Your AOLserver config settings look kind of crappy. First of all, your 120 s threadtimeout is much too low. Secondly, why do you have max and minthreads both set to only 5 ? Are you sure that your site isn't hanging simply because you have 6 clients trying to load a page at once?

I'm not sure what maxconnections should be set to, but I simply never set it at all. Looks like it defaults to 100 (at least in AOLserver 4.0.x).

What is different about this problem site vs. your other OpenACS sites?

Collapse
Posted by Don Baccus on
If you have maxconnections set to five and six people hit the site, it isn't going to hang. The webserver queues requests and assigns them to threads as they become available ... there is a configurable limit on how many requests it will queue, too, but if you hit that limit AOLserver returns an error to the user. It's not supposed to hang or crash in such situations.

Just thought I'd correct one simplistic misconception.

Collapse
Posted by Jade Rubick on
Thank you all for your help.

Bumping the crontab job to every five minutes seemed to stop the issue from happening at all. Which is awfully weird.

I haven't changed the keepalive scripts, but I put a link to this thread in them, since I've run into this problem before.

I was running the server on the OpenACS defaults.

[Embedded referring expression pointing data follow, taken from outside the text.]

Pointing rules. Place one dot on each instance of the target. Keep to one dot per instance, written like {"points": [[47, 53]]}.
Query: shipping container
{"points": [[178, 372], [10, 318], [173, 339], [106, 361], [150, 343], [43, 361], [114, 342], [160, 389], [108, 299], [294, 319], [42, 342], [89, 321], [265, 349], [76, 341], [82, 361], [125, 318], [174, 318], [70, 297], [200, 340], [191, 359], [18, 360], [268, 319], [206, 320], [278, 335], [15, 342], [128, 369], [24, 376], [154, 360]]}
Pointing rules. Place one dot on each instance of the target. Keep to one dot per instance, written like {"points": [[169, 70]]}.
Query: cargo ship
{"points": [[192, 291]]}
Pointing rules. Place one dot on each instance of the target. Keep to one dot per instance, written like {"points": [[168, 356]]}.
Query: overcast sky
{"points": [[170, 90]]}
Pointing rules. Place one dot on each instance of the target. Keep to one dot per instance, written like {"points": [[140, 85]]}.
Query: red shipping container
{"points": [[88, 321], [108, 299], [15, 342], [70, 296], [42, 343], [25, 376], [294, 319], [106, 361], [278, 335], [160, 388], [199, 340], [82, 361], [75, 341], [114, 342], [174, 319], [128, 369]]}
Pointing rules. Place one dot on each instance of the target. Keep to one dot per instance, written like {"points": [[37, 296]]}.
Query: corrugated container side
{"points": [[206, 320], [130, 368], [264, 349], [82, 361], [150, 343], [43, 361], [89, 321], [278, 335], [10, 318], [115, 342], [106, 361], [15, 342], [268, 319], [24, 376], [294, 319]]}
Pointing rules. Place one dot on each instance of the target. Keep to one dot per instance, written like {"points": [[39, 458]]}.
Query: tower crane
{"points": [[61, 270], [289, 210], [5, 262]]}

I'm committing changes to those defaults based on this thread:

safe4all-dev@safe4all:~/oacs-5-1/etc$ cvs diff -u config.tcl
mailto:jader@cvs.openacs.org's password:
Index: config.tcl
===================================================================
RCS file: /cvsroot/openacs-4/etc/config.tcl,v
retrieving revision 1.19.2.18
diff -u -r1.19.2.18 config.tcl
--- config.tcl  19 Jan 2005 00:46:47 -0000      1.19.2.18
+++ config.tcl  7 Feb 2005 00:34:05 -0000
@@ -131,11 +131,11 @@
ns_section ns/server/${server}
    ns_param  directoryfile      $directoryfile
    ns_param  pageroot          $pageroot
-    ns_param  maxconnections    5
+    ns_param  maxconnections    100      ;# Max connections to put on queue
    ns_param  maxdropped        0
-    ns_param  maxthreads        5
+    ns_param  maxthreads        10
    ns_param  minthreads        5
-    ns_param  threadtimeout      120
+    ns_param  threadtimeout      120      ;# Idle threads die at this rate
    ns_param  globalstats        false    ;# Enable built-in statistics
    ns_param  urlstats          false    ;# Enable URL statistics
    ns_param  maxurlstats        1000    ;# Max number of URL's to do stats on

Collapse
Posted by Alex Kroman on
I've been running into the same problem that Jade mentions above and the problem is exactly what Jeff says. Something is hanging the server and every 3 minutes another keepalive cron is spawned because the previous one is still waiting for the 15 minute timeout.

To prevent this I simply added --timeout=20 to the wget script. I'm not sure if this timeout threshold would be good for everyone but we should add some sort of timeout to the script and/or advise people to make sure the timeout they set is shorter then the length of time between cron runs.

Collapse
Posted by Jade Rubick on
Another problem is that the script is not threadsafe. Or at least the version I'm looking at.

If multiple copies of keepalive are being run, they all look at the same file.